The whole point is to be straight about where this is and isn't ready. Here's what to expect before you install anything.
It's in beta
I've worked on this for months and made significant improvements in output, but it's still far from perfect. I'm releasing it now to get real-world feedback and find where it breaks. Bug reports and contributions are welcome!
Coding agents are as risky as their access
The pipeline executes agent-written code directly on your host. Because of that I run it in a VM, and I'd suggest doing the same.
It won't deploy for you
You get a working build committed to a real git branch, not a hosted, production-ready service. Lullabeast takes on the initial development; enhancements and deployment are separate for now.

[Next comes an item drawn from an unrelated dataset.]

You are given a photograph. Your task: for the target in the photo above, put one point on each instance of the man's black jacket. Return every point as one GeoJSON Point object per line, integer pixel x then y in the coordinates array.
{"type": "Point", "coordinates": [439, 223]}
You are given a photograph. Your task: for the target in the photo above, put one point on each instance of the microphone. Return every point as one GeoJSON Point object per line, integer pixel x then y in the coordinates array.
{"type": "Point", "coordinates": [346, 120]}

Hard projects/phases escalate
It shines on small, focused webapps. If the scoped tasks are something too large or intricate, it stops and asks for help rather than accept an output that fails to meet expectations.
It's a single-user local tool
One access token, loopback only. No accounts, roles, or multi-user, by design for now.
Get started
Install OpenClaw, then Lullabeast.
Lullabeast is the pipeline and dashboard. The agents themselves run inside OpenClaw, which you install and run separately, so that's step one. I won't pretend setup is frictionless: getting OpenClaw configured is the real work, and the installer takes out as much of the rest as it can. If you hit a wall, SETUP.md covers the silent-failure modes.
-
1
Install and start OpenClaw.
The agents' runtime. Have the gateway listening on its default port; a "connection refused" means it isn't up yet.
curl -s http://localhost:18789/v1/models -
2
Install Lullabeast.
Clone, then run the interactive installer. It registers the agents with OpenClaw and generates your dashboard token. Safe to re-run.
git clone https://github.com/bigbraingoldfish/lullabeast.git autodev-ui cd autodev-ui ./install.sh -
3
Run the dashboard.
From the repo root; the module form is required. It prints your tokenized access URL at startup.
source .env python -m ui.server